Take a look at last year's strategic planning document. What was the direction of your competitive strategies? Were you aiming for a niche market that although had low volume delivering high margins? Or were you trying to compete as a commodity to get high volumes even though the margins were low? Or did you take the time to research and develop ideas that created differentiation to your organization where you can have high volumes along with high margins? You achieve this by delivering premium products or services at premium prices.
All three of these strategies can make your company sound, but your actions must align with your competitive strategies and your competitive strategies must align with your approach to leading the organization.
Niche Market
To reach a niche market you have to segment your market and offer special features for a specific type of customer. In some cases customization is required along with a good bit of research to understand the needs and proper approaches for this market. Obviously, if you want to attract young white collar customers to use a particular product, then you must find ways to rise above the competition and reach that customer or prospect in the correct manner based on their buying habits.
If a blue collar customer is the niche you want to serve more, research the products that best fit their needs and still fit the proper margins. Learn their buying habits and develop strategies to directly reach them. Needless to say, the different market segments used in this example are going to have different buying habits and have different product needs. The organization needs to strategize which niche they want to be the expert in and work to deliver for that niche.
The Commodity Strategy
Some organizations accept the fact they are not well positioned to serve a niche market and prefer to hold the course they have been on for decades by being another commodity in the marketplace.

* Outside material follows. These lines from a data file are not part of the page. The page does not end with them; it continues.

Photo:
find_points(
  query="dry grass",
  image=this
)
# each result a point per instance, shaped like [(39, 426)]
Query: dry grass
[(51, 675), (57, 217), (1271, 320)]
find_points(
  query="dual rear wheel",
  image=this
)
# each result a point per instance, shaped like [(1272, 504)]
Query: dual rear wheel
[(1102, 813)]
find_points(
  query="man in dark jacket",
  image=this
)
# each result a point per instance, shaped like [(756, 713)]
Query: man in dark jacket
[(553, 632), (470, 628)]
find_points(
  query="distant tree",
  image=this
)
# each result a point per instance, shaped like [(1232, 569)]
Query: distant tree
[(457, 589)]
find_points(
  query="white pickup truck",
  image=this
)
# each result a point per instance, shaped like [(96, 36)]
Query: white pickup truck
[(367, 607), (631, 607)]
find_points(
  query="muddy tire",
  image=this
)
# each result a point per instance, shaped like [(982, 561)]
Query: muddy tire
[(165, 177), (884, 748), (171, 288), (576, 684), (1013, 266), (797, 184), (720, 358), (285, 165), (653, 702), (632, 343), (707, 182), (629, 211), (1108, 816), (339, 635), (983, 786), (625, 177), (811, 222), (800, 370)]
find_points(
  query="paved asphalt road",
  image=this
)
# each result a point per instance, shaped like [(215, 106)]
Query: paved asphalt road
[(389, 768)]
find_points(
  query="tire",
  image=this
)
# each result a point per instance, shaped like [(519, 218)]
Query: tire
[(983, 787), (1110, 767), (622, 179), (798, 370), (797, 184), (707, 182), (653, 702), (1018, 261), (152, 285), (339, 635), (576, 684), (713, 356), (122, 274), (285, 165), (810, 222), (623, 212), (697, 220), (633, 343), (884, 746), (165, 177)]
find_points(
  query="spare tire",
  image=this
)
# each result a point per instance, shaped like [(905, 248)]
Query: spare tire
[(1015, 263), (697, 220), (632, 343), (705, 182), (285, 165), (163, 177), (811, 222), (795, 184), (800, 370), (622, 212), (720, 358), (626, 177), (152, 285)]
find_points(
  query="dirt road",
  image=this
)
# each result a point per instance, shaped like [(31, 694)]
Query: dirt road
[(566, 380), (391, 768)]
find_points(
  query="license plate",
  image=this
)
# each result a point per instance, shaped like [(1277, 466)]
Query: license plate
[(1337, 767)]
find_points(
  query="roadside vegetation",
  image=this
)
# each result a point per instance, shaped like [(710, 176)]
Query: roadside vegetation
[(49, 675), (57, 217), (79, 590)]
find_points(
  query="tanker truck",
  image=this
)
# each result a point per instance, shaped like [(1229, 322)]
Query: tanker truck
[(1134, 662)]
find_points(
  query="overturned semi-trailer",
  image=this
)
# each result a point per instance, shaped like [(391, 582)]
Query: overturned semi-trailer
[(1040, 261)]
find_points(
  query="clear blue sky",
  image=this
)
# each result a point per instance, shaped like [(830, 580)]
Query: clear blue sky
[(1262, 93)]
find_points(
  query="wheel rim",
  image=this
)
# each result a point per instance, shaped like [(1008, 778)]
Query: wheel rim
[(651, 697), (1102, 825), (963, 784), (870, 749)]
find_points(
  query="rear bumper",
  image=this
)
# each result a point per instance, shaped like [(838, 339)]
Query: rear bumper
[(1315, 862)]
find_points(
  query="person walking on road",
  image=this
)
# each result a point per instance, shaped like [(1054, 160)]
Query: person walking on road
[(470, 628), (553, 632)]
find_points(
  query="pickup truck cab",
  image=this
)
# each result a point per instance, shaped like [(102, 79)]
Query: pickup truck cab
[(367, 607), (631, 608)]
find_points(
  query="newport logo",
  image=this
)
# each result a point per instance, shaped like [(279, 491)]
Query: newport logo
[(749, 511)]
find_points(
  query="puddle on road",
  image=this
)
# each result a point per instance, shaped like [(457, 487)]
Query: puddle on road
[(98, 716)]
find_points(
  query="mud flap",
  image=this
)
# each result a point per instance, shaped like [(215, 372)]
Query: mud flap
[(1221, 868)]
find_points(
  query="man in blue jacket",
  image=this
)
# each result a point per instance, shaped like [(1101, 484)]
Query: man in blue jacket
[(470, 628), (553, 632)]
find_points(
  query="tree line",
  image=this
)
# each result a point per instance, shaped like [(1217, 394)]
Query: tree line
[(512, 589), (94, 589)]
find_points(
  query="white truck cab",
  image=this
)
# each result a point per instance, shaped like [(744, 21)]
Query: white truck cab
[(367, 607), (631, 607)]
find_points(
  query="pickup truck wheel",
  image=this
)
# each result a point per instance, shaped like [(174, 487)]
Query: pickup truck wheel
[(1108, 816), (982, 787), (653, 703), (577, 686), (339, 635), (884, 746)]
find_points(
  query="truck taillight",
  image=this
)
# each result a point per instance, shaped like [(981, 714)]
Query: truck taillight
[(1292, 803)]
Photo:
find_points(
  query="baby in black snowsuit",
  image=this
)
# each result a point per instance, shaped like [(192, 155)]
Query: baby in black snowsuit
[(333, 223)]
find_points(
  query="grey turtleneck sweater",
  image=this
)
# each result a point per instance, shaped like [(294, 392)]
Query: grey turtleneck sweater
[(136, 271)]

Although I don’t agree with using this as a long term approach to be competitive, it can be a stopgap approach. Let's say you want to make some shifts over the new couple of years to better position yourself but you don’t want to just sit without any strategies until you get a better definition of who you want to become, so you want to at least maximize your current situation.
A commodity strategy accepts you are one of several options for prospective customers, and you want to attract high volumes with lower margins. This is a strategy that can be profitable, provided you have an economy of scale. For example, the large banks in this country have hundreds if not thousands of branches across the country to serve their large numbers of customers. They have an aggressive approach to grow by acquisition as well as with service. Their profitability is based on their size! Their size allows them to offer slim margins because of the volume they can create. How does a credit union or smaller community bank compare? Most have an advantage in offering slightly better rates and lower fees but the commodity shopper is mostly looking for convenience followed by best rates. Wal-Mart has become expert in their ability to use their economy of scale to drive out smaller competitors and those competing in commodity-focused arenas could face the same fate.
Differentiation
By differentiating your organization from the rest of the pack, you are able to have the best of both worlds with high volume and high margins. How is this possible? When current and prospective customers must be part of your organization you have the ability to operate from a greater position of strength. Differentiation is all about uniqueness and brand recognition. Apple has been able to create this with the iPod and now the iPhone. Apple is creating must-have products where price is of much less concern to the buyer than the uniqueness of product and the brand of Apple. Obviously, Apple had to work hard to establish the brand with effective advertising and build the uniqueness in the mind of the potential customer where price was an afterthought.